District 2 Public Health spokesman Dave Palmer said Friday night officials are trying to determine the source of the exposure to Escherichia coli in the Stephens County area, which has resulted in hospitalizations.

"We don't have a source yet," Palmer said. "We're still investigating."

Asked what steps Public Health officials are taking in the investigation, Palmer provided the following explanation.

"What we do in an investigation is to try to determine the sources, we interview the folks who have it - who are infected," Palmer said. "We try to find out what they've eaten over the past few days, when the illness started, what they've eaten, where they've eaten, all those questions like that, trying to determine one common thing that might link it together, so the investigation is still going on and the interview to try and find out where it came from."

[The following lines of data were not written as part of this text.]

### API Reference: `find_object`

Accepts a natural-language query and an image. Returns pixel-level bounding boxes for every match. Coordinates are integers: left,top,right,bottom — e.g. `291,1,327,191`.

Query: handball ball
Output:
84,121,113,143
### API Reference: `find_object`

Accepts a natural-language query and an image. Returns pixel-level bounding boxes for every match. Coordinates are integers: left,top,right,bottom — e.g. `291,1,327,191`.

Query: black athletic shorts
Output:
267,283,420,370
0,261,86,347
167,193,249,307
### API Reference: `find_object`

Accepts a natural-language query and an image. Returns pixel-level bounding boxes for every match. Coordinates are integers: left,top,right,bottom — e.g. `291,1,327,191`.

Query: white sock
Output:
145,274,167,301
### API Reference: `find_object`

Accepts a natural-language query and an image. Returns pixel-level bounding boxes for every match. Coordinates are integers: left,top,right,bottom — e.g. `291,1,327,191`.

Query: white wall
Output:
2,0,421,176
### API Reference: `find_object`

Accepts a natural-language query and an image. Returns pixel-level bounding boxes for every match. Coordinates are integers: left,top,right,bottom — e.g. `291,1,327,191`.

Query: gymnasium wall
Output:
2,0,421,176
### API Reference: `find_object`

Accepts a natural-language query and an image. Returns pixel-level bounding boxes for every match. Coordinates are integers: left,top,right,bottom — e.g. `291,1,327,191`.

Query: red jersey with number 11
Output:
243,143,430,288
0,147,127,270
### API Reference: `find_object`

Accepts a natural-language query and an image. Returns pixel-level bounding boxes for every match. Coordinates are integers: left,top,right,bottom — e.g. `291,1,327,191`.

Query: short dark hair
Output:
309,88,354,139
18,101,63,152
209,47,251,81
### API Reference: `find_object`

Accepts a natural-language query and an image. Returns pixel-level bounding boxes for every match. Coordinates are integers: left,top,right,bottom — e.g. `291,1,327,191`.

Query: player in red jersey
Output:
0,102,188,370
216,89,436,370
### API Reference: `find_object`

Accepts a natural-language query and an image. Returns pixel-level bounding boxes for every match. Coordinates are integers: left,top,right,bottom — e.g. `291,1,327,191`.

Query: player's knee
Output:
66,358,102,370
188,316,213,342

"We have had hospitalizations from it," Palmer said. "I don't know the status of that. I do know that one of the people that was hospitalized has been released, so they all are recovering."

Generally, the illness starts about two to three days after exposure, up to seven days. It usually starts with stomach cramps, followed by prolonged diarrhea, sometimes bloody diarrhea.

Palmer urges anyone who has diarrhea for two or three days to seek medical advice. He said it is important for those who experience diarrhea to drink lots of fluids to stay hydrated.

Asked whether seven cases is a large number at one time, Palmer said it's hard to say. It does, however, raise a red flag triggering an investigation.

"Usually when we have a cluster like that, when it's a half-dozen or so, it raises an alarm for us that hey, something may be going on here and we want to make sure we investigate it, find the source if we can, and fix whatever the problem is," Palmer said.

Palmer reminds people to practice good hand-washing and hygiene, and to cook meat properly.

"If they eat raw meat like salad, they need to make sure they wash them really well," Palmer said.

"Also if they go swimming in a lake or a swimming pool, they need to try not to get water in their mouth and swallow it, because there have been cases from dirty water," he said.

One area Palmer encourages people to exercise care in is surfaces where uncooked meat has been. Those surfaces - whether counters, plates, cutting boards - should be carefully sanitized after the meat is removed. The cooked meat should not be placed where the uncooked meat had been, nor should vegetables be placed on the same preparation area as uncooked meat, he said.

There are several ways people can become infected with E. coli, including:

* Eating contaminated food;

* Drinking unpasteurized (raw) milk;

* Swimming in a lake or swimming pool that is contaminated and swallowing water;

* Contact with cattle;

* Contact with animals or objects at a petting zoo;

* Contact with human feces, when changing diapers or caring for someone who has diarrhea;

* Not washing hands properly after going to the bathroom.